BACKGROUND OF THE INVENTION

[0001] 1. Field of the Invention

[0002] The invention relates to a structure of stacked integrated circuits and method for manufacturing the same, in particular, to a structure of stacked integrated circuits in which integrated circuits can be effectively stacked so as to facilitate the manufacturing processes.

[0003] 2. Description of the Related Art

[0004] In the current technological field, every product needs to be light, thin, and small. Therefore, it is preferable that the integrated circuit has a small volume in order to meet the demands of the products. In the prior art, even if the volumes of integrated circuits are small, they only can be electrically connected to the circuit board in parallel. Because the area of the circuit board is limited, it is not possible to increase the number of the integrated circuits mounted on the circuit board. Therefore, it is difficult to make the products small, thin, and light.

[0005] To meet the demands of manufacturing small, thin, and light products, a lot of integrated circuits can be stacked. However, when stacking a lot of integrated circuits, the upper integrated circuit will contact and press the wirings of the lower integrated circuit. In this case, the signal transmission to or from the lower integrated circuit is easily influenced.

[0006] Referring to FIG. 1, a structure of stacked integrated circuits includes a substrate 10, a lower integrated circuit 12, an upper integrated circuit 14, a plurality of wirings 16, and an isolation layer 18. The lower integrated circuit 12 is located on the substrate 10. The isolation layer 18 is located on the lower integrated circuit 12. The upper integrated circuit 14 is stacked on the isolation layer 18. That is, the upper integrated circuit 14 is stacked above the lower integrated circuit 12 with the isolation layer 18 interposed between the integrated circuits 12 and 14. Thus, a proper gap 20 is formed between the lower integrated circuit 12 and the upper integrated circuit 14. According to this structure, the plurality of wirings 16 can be electrically connected to the edge of the lower integrated circuit 12. Furthermore, the plurality of wirings 16 connecting the substrate 10 to the lower integrated circuit 12 are free from being pressed when stacking the upper integrated circuit 14 above the lower integrated circuit 12.

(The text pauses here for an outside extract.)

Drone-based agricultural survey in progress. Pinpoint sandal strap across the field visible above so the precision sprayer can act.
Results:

[0007] However, the above-mentioned structure has the disadvantages to be described hereinbelow. During the manufacturing processes, the isolation layer 18 has to be manufactured in advance, and then, it is adhered to the lower integrated circuit 12. Thereafter, the upper integrated circuit 14 has to be adhered on the isolation layer 18. As a result, the manufacturing processes are complicated, and the manufacturing costs are high.

[0008] To solve the above-mentioned problems, it is necessary for the invention to provide a structure of stacked integrated circuits in order to improve the stacking processes of the integrated circuits, facilitate the manufacturing processes, and lower down the manufacturing costs.

SUMMARY OF THE INVENTION

[0009] It is therefore an object of the invention to provide a structure of stacked integrated circuits and method for manufacturing the same in order to effectively stack the integrated circuits and increase the manufacturing speed.

[0010] It is therefore another object of the invention to provide a structure of stacked integrated circuits and method for manufacturing the same capable of simplifying the stacking processes by arranging an isolation layer on the integrated circuit simultaneously.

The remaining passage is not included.